“Last Night at the Blue Note” is a series of three vignettes that each pay tribute to a favorite jazz pianist. My idea was to take a small yet defining element of each pianist’s style and “misremember” it as a theme for a piece of chamber music.
In “Chick Calls,” pianist Chick Corea’s endless and knotty lines are fragmented into bird calls before gradually being pasted back together in a somewhat fugal manner. In “One Small Step (for Ran),” pianist Ran Blake’s icy harmonies freeze-dry the melody of John Coltrane’s famously frenetic tune “Giant Steps,” giving us a peak at its underlying crystalline structure. And in “Monkstrosity,” pianist Thelonius Monk’s quirky approach to stride and boogie woogie is brought back to life as a Frankenstein-ian hybrid of human and machine.
Many would categorize a piece like this, which attempts to fuse elements of jazz and concert music, as Third Stream, a term coined by composer Gunther Schuller in the 1950s.

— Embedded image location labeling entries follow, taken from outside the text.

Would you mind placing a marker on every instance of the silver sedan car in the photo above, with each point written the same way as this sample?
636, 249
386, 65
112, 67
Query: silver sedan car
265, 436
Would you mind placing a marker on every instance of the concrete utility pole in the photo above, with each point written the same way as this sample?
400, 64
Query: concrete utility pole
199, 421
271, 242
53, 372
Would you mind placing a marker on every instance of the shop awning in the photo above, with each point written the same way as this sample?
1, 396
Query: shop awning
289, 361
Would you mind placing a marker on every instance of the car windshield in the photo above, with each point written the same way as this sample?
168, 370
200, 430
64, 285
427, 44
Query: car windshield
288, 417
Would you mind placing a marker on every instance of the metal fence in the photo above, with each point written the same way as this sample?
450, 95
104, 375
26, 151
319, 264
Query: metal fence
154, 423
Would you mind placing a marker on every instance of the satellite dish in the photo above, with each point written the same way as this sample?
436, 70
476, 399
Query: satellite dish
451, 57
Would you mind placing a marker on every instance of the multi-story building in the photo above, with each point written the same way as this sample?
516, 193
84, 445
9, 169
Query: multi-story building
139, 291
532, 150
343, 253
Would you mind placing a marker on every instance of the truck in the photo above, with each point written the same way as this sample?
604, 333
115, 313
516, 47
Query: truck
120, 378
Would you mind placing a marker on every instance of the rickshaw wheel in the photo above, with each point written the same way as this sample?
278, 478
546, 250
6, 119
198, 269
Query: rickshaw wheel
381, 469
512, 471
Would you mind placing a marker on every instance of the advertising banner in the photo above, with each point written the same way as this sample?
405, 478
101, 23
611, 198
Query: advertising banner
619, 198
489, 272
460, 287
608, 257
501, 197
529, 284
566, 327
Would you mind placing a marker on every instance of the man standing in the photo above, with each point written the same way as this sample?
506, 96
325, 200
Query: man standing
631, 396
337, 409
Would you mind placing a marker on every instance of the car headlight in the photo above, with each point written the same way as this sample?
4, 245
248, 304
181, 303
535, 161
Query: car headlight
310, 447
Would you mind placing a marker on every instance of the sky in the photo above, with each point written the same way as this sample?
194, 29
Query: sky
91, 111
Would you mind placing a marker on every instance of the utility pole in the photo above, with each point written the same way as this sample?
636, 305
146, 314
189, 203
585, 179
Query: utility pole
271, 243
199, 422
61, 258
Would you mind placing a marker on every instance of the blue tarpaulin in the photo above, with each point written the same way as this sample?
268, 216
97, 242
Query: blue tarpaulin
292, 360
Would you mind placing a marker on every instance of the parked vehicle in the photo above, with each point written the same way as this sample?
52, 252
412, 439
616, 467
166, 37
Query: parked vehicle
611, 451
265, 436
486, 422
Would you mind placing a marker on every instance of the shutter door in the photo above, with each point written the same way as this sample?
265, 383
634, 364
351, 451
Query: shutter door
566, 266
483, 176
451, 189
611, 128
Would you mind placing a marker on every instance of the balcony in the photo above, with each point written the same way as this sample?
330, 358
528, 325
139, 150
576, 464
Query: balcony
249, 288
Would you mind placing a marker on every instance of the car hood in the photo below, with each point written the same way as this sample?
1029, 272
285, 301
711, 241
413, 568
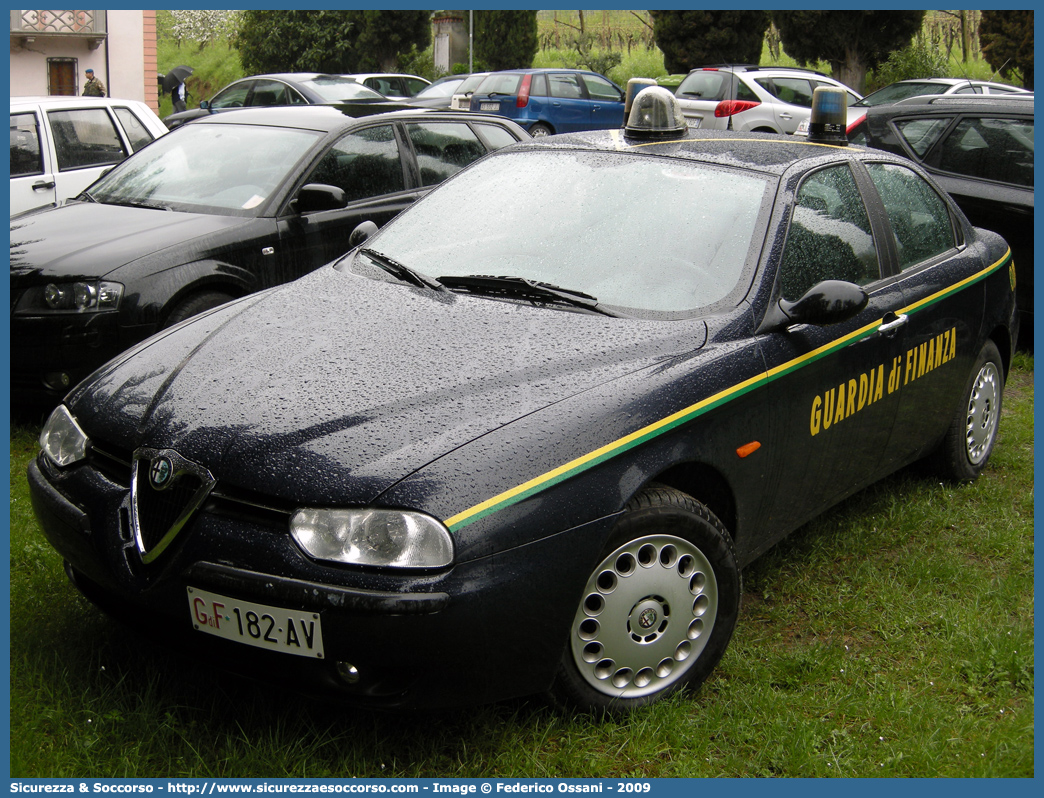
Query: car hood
93, 240
334, 388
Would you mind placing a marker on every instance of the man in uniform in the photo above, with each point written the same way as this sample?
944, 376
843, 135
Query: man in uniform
93, 87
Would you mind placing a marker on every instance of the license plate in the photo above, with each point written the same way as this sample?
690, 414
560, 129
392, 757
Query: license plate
294, 632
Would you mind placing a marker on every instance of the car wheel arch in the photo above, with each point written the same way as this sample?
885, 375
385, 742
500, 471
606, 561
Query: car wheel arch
706, 485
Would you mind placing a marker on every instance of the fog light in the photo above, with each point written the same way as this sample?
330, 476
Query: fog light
56, 380
348, 672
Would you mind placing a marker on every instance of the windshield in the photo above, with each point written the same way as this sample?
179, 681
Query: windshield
635, 232
229, 169
897, 92
444, 89
335, 89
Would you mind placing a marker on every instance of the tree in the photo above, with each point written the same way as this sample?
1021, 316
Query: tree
328, 41
692, 39
1007, 43
383, 36
505, 40
851, 42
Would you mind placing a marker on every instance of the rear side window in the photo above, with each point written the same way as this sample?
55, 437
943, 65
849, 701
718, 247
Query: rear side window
364, 164
919, 217
85, 137
565, 86
830, 237
137, 133
922, 134
495, 136
598, 88
796, 91
24, 146
443, 148
999, 149
709, 86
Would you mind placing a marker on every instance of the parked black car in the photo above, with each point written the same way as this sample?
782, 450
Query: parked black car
445, 471
292, 89
980, 149
218, 208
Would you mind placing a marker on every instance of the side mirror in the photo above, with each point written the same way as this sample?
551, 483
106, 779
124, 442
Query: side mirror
318, 196
361, 234
826, 303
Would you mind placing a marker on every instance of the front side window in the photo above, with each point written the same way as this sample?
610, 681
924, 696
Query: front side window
137, 133
228, 169
443, 148
364, 164
1000, 149
269, 93
919, 217
234, 96
85, 137
830, 237
24, 146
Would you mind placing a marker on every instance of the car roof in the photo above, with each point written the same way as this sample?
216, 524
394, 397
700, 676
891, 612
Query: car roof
331, 118
950, 103
758, 151
67, 100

However, I see it more as a straight piece of concert music that draws on elements of jazz, much like how Bartok’s string quartets draw on Hungarian folk music or Steve Reich’s Music for 18 Musicians draws on various West African drumming traditions. My hope is that the piece sublimates the jazz elements into its own personal musical vocabulary. Instead of hollowly imitating these great jazz pianists, I’m hoping to grow a new musical plant from the seeds they have left behind.